In 2012, after Vancouver architect Dwayne Smyth lost his grandmother, he sought to make sense of his loss in a way only an architect could. “Design has the power to stir emotions, make people feel things,” he says. “I was interested in finding a project that would allow me to explore that.”

At the same time, Edmonton, the city in which Smyth’s grandmother had lived for 60 years, was looking for an architect to build a new Centre for Remembrance at the South Haven Cemetery. They wanted a permanent, inviting facility where families could meet and plan burials, something more gracious than the existing trailer beside a chain-link fence on the grounds.

The resulting $4.4-million facility, completed in 2018 by Smyth’s studio, Shape, doesn’t look like a typical cemetery chapel. There are zero religious artifacts or references. Although the exterior is somewhat sombre – it has a crystalline black tower emerging tombstone-like from the prairie landscape – the interiors are airy and peaceful.

“The design focused on non-denominational symbolism that speaks to everyone,” Smyth says. After passing through heavy, dark doors, visitors enter a gathering space lined in bright white birch. The shade connotes both mourning and hope in many cultures. “We looked at different colour options but decided to go with an achromatic palette to avoid unintentional offence. We didn’t use red, for example, because it’s inappropriate for Chinese funerals.”

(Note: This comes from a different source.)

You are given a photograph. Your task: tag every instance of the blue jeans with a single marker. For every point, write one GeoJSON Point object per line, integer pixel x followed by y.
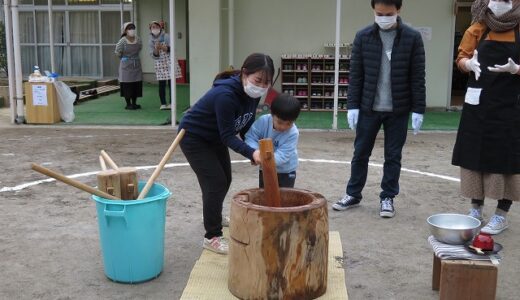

Inside, the tower, which appears austere walking by, shifts into something affirming, funnelling light that sweeps through the space during the day. The roving glow is a subtle reminder that all things change and pass in time, even grief – an important message during the stressful, and, for many, devastating, COVID era. “The last year has profoundly impacted people in many different ways,” Smyth says. “I believe that through this shared collective experience, people are in search of resonance and harmony.”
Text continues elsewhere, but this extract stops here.